Während der Vorbereitung zu diesem Gottesdienst fragten wir uns, ob unsere Schule, d.h. jeder von uns, wirklich ohne Rassismus ist und viel Courage hat? Wie würden wir reagieren, wenn unsere Schule Flüchtlinge aufnehmen sollte? Würden wir nicht die gleichen Einwände formulieren wie die Menschen vor zweitausend Jahren?!

Die Abiturienten fragten im Religionsunterricht: Wer sind heute bei uns die Ausgegrenzten? Die Antwort kennt ihr.

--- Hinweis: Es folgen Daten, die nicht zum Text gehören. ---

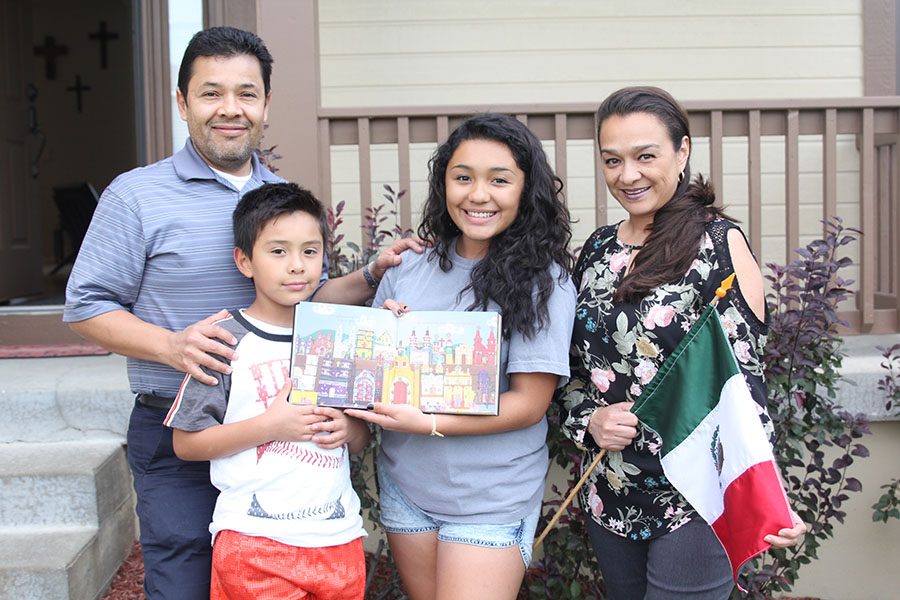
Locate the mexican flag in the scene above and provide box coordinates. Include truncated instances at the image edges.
[632,305,792,581]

Die Abiturienten fragen weiter: Was können wir an der Schule im Umgang mit Flüchtlingen tun? Wir wollen doch eine Schule mit Courage sein! Soll das RBG einen Raum für die Asyl Suchenden frei räumen? Und welchen? Etwa ihren Aufenthaltsraum? Oder soll es ein Klassenzimmer sein? Oder das Rektorat? Oder doch lieber der Fahrradkeller?

Uns kamen noch viele Ideen, die zwar lustig waren, aber von der Heraus­forderung wegführten: Was können wir tun?

Wir handelten wie die Weisen und erkundigten uns: Das war mein Aufgabe. Nach zahlreichen erfolglosen Telefonaten gelangte ich schließlich an Herrn Walter Sippl. Er betreue hier in Langenau die Flüchtlinge. Endlich war ich an die richtige Person geraten, mir schien eine mit Mut, Herz und Verstand.

Er gab mir auf unsere Frage eine überraschend knappe Antwort ausgeführt an fünf Beispielen. Ich versuche seine Worte wiederzugeben:

Als Schule habt ihr einen Bildungsauftrag. Also kümmert euch um Bildung.

Wir haben hier eine Volksgruppe, sagte er, die wird nicht erst seit 5 Jahren, sondern seit über 500 Jahren daran gehindert sich zu integrieren.Sie hatten keine Chance grundlegende Bildung zu erwerben. Macht euch im Unterricht über diese Menschen kundig.
(Zur zeitlichen Einordnung: Vor 500 Jahren entdeckte Kolumbus Amerika und Martin Luthers Thesenanschlag führte zur Reformation).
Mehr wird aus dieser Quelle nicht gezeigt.